Crisi economica e lavoro povero: una realtà preoccupante
Boccardo sottolinea le difficoltà che investono il settore dell’automotive, con migliaia di lavoratori in cassa integrazione e un numero crescente di persone a rischio licenziamento. “Il dato più drammatico riguarda i 30.000 lavoratori poveri molisani, che percepiscono meno di 1.000 euro al mese,” dichiara. Questi lavoratori appartengono a diversi settori, dai servizi pubblici al turismo, dalla pubblica amministrazione alle cooperative sociali.
“È inaccettabile che, in un periodo come il Natale, alcuni lavoratori del trasporto e della formazione non abbiano ricevuto lo stipendio,” aggiunge Boccardo, puntando il dito contro un sistema che non garantisce neanche le basi della dignità lavorativa.
Salari in calo e contratti fermi
“L’Italia è l’unico Paese dell’Unione Europea dove i salari reali sono inferiori a quelli del 1990,” denuncia Boccardo. “I mancati rinnovi contrattuali peggiorano la situazione, impedendo adeguamenti salariali che sarebbero fondamentali per contrastare un’inflazione che ha eroso il potere d’acquisto dei lavoratori del 16%, una delle perdite più alte degli ultimi trent’anni.”
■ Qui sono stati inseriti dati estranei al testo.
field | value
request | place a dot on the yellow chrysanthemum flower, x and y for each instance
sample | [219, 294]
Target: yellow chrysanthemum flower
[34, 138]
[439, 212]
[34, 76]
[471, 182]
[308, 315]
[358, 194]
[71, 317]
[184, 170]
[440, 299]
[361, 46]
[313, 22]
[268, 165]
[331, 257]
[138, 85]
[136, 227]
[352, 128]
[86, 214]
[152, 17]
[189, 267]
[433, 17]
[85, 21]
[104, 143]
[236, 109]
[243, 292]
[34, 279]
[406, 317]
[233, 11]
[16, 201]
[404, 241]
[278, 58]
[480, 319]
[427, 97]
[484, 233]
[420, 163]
Necessità di investimenti e strategie
“Il Molise è troppo distante da un modello di lavoro stabile e di qualità, capace di garantire una vita dignitosa, come sancito dall’articolo 36 della Costituzione,” prosegue Boccardo. Richiede una revisione del Codice degli Appalti, l’avvio di investimenti strategici e un piano chiaro per le grandi industrie, come Stellantis e il progetto della Giga Factory, per affrontare le sfide della transizione ecologica e digitale.
“Dobbiamo attrarre aziende capaci di generare lavoro di qualità, governando le transizioni anziché subirle,” sottolinea la leader UIL.
Appello per una svolta nel 2025
Concludendo, Boccardo rivolge un messaggio di speranza per il nuovo anno. “Il 2025 deve essere l’anno della svolta, con investimenti in sanità, istruzione e servizi pubblici. Solo così il Molise potrà garantire sviluppo e giustizia sociale per tutte e tutti,” afferma.
Augura infine un sereno anno nuovo a tutti i cittadini molisani, con l’auspicio che il lavoro torni a essere un pilastro della dignità e del progresso.